窓の外を見るとそこは見知らぬ場所。猛スピードで走る馬車に不安になるもアリアナにはどうしようもない。


「ふざけるだと?




ふざけているのはお前だ!!あの日せっかくもう一度婚約者にしてやろうとしたのに断りやがって!しかも殿下と婚約だと?

はんっ!どうせお前は初めから殿下目当てだったんだろ?俺が婚約破棄したのをこれ幸いに殿下に乗り換えたんだろう、この尻軽が!いつからだ?いつから殿下と通じていた?あ?」



それは聞くに耐えない言葉の羅列。さっきまで優しく自分を慰めてくれていたはずだ。いや、もともととても優しい人だった。



ーー本当に?ではこれは一体誰?こんな人知らない。こんな冷たい瞳でこんな乱暴な言葉を使って自分のことを責めるこの人は本当に自分の知っているアランなのか。


アリアナは現状が全く理解できなかった。目の前で汚い言葉を使って自分のことを貶しめるこの人のことも、今自分がどこに向かっているのかも、自分がこれからどうなるのかも………

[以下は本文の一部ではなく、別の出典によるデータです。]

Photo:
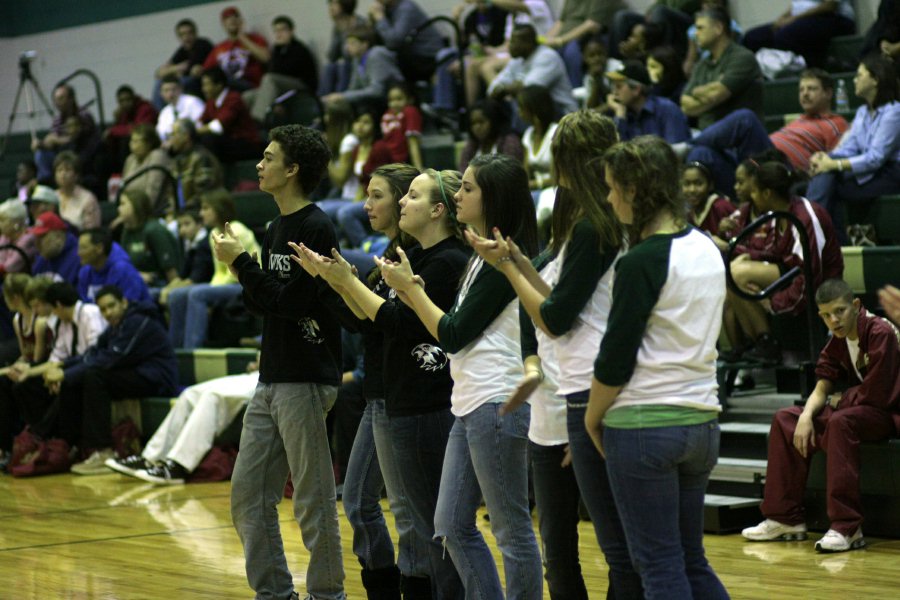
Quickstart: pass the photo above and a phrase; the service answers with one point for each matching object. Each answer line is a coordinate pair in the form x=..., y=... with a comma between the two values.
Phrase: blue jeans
x=658, y=477
x=725, y=144
x=353, y=221
x=43, y=160
x=487, y=453
x=590, y=472
x=556, y=495
x=331, y=206
x=189, y=311
x=373, y=467
x=419, y=445
x=833, y=188
x=284, y=434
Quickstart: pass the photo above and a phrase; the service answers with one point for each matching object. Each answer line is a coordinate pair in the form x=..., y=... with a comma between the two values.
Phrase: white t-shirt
x=351, y=186
x=539, y=158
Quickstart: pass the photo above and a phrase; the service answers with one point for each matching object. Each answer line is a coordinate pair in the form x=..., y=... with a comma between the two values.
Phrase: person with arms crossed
x=299, y=373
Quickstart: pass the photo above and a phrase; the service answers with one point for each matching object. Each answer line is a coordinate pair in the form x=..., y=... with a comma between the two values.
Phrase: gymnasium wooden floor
x=111, y=537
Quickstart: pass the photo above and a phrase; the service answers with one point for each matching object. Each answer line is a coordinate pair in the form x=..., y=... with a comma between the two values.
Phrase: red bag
x=34, y=456
x=217, y=465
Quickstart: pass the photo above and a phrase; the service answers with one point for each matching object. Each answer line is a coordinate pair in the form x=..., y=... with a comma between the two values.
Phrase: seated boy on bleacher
x=856, y=399
x=201, y=412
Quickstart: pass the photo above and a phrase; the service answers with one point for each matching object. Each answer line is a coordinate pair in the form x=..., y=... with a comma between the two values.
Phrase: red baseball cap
x=48, y=221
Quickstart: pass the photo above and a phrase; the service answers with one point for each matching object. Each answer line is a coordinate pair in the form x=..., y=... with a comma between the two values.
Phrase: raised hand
x=493, y=251
x=523, y=391
x=397, y=275
x=336, y=271
x=299, y=257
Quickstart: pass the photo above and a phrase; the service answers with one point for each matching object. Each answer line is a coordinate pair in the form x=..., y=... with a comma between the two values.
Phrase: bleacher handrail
x=169, y=176
x=98, y=90
x=813, y=339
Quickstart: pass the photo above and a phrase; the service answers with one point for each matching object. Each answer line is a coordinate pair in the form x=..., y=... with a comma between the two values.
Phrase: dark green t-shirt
x=152, y=248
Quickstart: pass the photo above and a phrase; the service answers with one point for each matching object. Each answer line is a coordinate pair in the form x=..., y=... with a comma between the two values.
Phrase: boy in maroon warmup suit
x=862, y=358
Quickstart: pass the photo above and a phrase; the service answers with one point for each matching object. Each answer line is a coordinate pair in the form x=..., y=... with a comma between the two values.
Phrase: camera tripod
x=29, y=87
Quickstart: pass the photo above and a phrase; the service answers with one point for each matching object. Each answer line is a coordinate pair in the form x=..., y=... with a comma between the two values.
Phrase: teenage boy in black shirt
x=284, y=426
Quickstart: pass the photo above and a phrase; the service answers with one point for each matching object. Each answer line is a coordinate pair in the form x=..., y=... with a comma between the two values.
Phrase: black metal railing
x=155, y=202
x=814, y=336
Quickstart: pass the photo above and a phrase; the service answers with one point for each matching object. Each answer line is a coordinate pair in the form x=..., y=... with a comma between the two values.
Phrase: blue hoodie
x=119, y=271
x=65, y=265
x=139, y=342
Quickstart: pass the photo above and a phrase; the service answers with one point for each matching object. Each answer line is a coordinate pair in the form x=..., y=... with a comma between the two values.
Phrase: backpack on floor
x=126, y=438
x=217, y=465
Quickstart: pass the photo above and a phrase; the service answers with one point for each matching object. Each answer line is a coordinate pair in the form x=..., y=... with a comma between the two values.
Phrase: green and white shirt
x=481, y=336
x=660, y=342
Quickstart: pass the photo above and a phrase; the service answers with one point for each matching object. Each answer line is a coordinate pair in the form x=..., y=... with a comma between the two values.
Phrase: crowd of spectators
x=131, y=288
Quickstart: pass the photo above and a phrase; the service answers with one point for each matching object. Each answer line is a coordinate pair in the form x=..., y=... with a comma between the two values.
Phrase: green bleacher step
x=727, y=514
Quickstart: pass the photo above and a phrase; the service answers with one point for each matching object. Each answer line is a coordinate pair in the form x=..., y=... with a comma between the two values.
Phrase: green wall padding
x=25, y=17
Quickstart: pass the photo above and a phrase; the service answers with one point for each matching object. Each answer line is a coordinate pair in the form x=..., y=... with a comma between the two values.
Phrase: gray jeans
x=284, y=433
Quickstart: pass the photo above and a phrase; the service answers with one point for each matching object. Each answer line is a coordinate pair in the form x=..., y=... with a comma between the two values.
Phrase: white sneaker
x=773, y=531
x=834, y=541
x=95, y=464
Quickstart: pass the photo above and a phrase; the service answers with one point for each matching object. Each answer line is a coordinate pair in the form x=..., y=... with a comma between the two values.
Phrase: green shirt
x=152, y=248
x=583, y=266
x=738, y=71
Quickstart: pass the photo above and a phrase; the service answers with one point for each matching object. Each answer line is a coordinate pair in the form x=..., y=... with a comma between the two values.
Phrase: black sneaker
x=766, y=350
x=167, y=472
x=128, y=465
x=732, y=356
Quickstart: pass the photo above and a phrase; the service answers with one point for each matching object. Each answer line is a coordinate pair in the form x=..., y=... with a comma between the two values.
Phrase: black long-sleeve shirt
x=416, y=368
x=295, y=59
x=301, y=340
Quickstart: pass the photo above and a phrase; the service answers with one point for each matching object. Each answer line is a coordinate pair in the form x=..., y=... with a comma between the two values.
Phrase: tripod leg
x=12, y=117
x=40, y=95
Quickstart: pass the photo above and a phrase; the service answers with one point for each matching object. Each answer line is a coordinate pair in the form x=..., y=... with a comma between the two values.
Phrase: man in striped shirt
x=723, y=145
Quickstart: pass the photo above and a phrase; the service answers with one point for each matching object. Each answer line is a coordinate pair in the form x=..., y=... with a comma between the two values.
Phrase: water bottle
x=841, y=101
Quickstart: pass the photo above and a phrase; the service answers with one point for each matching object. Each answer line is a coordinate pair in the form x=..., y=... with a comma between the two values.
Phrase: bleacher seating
x=255, y=209
x=883, y=213
x=194, y=366
x=844, y=48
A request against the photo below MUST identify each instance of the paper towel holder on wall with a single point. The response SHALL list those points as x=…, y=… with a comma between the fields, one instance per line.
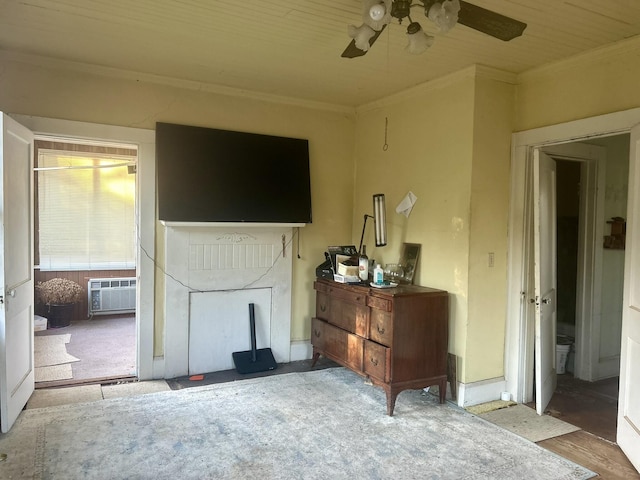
x=379, y=219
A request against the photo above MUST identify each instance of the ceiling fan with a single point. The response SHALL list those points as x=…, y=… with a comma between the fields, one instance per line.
x=377, y=14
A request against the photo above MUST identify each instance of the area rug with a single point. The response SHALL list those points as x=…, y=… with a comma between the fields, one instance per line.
x=524, y=421
x=312, y=425
x=51, y=359
x=52, y=373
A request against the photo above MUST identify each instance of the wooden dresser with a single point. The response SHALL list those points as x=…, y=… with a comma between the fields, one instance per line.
x=396, y=337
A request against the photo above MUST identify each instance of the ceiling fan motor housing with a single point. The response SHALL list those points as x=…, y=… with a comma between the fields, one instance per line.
x=400, y=9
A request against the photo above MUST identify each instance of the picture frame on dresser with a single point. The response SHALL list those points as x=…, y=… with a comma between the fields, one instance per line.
x=409, y=256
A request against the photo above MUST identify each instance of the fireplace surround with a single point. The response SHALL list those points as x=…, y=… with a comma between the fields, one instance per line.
x=211, y=273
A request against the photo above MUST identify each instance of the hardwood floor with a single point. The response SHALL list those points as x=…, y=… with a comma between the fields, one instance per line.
x=590, y=406
x=593, y=407
x=593, y=452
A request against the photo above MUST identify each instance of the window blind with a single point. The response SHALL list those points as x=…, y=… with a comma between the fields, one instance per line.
x=86, y=207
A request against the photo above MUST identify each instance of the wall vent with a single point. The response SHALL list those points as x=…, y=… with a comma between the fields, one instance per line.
x=111, y=295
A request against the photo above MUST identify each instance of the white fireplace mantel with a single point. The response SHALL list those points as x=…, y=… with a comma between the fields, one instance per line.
x=209, y=260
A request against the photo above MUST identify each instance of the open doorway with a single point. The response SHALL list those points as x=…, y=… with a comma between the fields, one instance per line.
x=85, y=233
x=591, y=203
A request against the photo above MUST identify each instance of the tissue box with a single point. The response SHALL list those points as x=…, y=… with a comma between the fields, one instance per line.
x=345, y=279
x=347, y=270
x=39, y=323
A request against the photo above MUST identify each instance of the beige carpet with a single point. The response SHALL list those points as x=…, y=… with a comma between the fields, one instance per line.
x=312, y=425
x=524, y=421
x=51, y=360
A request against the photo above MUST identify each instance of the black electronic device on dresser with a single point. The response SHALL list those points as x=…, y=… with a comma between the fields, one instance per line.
x=330, y=267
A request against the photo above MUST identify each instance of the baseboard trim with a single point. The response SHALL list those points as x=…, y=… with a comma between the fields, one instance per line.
x=475, y=393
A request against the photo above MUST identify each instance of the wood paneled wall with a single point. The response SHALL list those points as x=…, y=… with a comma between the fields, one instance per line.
x=81, y=277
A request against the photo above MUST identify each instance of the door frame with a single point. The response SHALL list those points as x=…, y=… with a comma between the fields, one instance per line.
x=518, y=355
x=592, y=159
x=148, y=367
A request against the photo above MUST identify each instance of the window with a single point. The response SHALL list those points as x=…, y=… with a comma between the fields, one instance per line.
x=85, y=207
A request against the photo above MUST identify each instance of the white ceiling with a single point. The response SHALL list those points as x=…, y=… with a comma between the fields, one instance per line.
x=292, y=47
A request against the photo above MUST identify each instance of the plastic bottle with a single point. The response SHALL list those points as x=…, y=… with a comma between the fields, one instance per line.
x=378, y=275
x=363, y=264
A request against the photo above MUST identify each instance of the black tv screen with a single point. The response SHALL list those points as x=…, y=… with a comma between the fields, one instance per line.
x=210, y=175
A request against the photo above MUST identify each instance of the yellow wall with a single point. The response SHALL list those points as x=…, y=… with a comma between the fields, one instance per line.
x=448, y=143
x=73, y=94
x=493, y=123
x=429, y=136
x=595, y=83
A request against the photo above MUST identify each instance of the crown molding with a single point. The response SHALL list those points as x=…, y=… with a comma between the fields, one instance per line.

「………お前のせいだ!お前のせいで俺は廃嫡された。ずっと、ずっと伯爵位を継ぐのを、殿下の側近になるのを目指していたのに!


なぜだ、なんでこんなことに………」



喋っているうちに段々目が血走ってきたアランに自然と身体が震えてくる。

逃げたくても猛スピードで走っている馬車からは逃げられない。目の前の人から逃げられない。



そんな馬車の中は関係なく唐突に馬車は止まった。

逃げようとするがいかんせんおっとりとしたお嬢様育ちの上ロングドレス。走るのにも逃走するのにも向いていない。案の定立ち上がったところでアランに腕を掴まれるギリギリと締め付けられる。


「逃げられるわけないだろう。


ほら降りろ!2、3日ここで身を隠したら王都を離れるぞ。残念だがこの場所はあまり知られていない。だから助けが来ると思うなよ。まぁそもそも婚約破棄の手紙を送ってるんだ。さすがの殿下だって探しにくるわけがないさ」



ーそうだった。イルヴェルト殿下には婚約破棄の手紙を書いてユーリに持って行ってもらったんだ。

もう自分のことを彼は探しにきてくれない。


ううん。そもそも彼は自分のことをなんとも思っていなかったんだ。



アランが怖かった。これから自分がどうなるのか怖かった。でもよく考えたらアランに婚約破棄され、イルヴェルト殿下にも本当には愛されていなかった、それどころかキサナ王女との仲を邪魔していた。そんな自分なんかこのまま消えてしまった方がいいかもしれない………


もともと最初の婚約破棄で自信をなくし、イルヴェルトの態度に更に不安が膨れていたところに王妃教育の中断。そしてキサナ王女からの言葉。

アリアナは逃げようという気持ちも気力も湧いてこなかった。

そしてそれをいいことにアランは伯爵家の別邸に半ば引きずるようにアリアナを連れて入った。そして二階の奥まった一室に鍵をかけて閉じ込めた。





アリアナに手紙を書かせ、上手いこと暴漢に襲われた風を装ってここまできた。この場所はあまり知られていないので当然数日いたところでバレることはないとタカをくくっていた。アリアナを置いて一度屋敷に戻りお金や荷物を持ってこようと考えていた。